The Bank of Canada (BoC) reaffirmed at its interest rate decision October 28, 2020 that cheap money is here to stay.
The BoC had previously stated that rates would remain at their effective lower bound — currently 0.25% where it has been since March — “until 2% inflation target is sustainably achieved,” but went a step further this time by providing a specific year.
“The Governing Council will hold the policy interest rate at the effective lower bound until economic slack is absorbed…In our current projection, this does not happen until into 2023,” the Bank’s statement read.
Long Recovery Ahead
While the Bank left its policy untouched, it did announce changes to its program whereby the BoC has been purchasing bonds to maintain market liquidity, which has helped to keep mortgage rates low.
“Our main message today is that it will take quite some time for the economy to fully recover from the Covid-19 pandemic,” BoC Governor Tiff Macklem said during a press conference that followed the rate announcement. “The Bank of Canada will keep providing monetary stimulus to support the economy through the recovery.”
What Does this Mean for Mortgage Rates?
The Bank’s announcement affects both fixed and variable rates.
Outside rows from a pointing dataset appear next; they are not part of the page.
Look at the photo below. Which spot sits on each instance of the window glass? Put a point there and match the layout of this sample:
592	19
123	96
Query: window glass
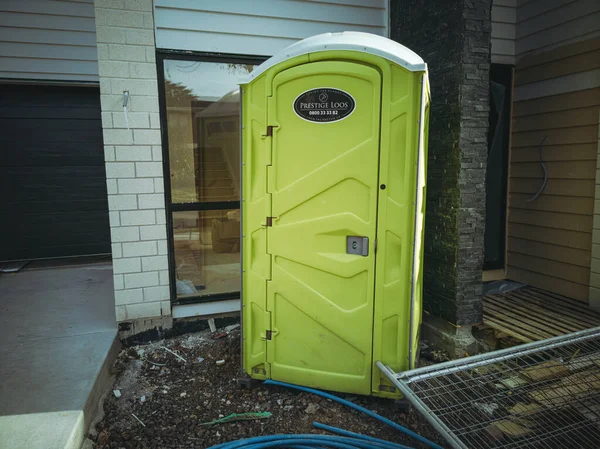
202	101
207	252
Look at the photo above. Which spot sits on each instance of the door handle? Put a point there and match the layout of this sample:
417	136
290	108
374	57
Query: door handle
357	245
Fixed rates are expected to remain low, and likely fall further, due to the Bank’s renewed commitment to purchasing longer-term bonds, which will help keep rates low for the ever popular 5-year fixed term.
And the Bank’s guidance on maintaining its overnight rate at 0.25% until at least 2023 bodes well for existing variable-rate holders, to the extent they can rest assured their rates won’t rise.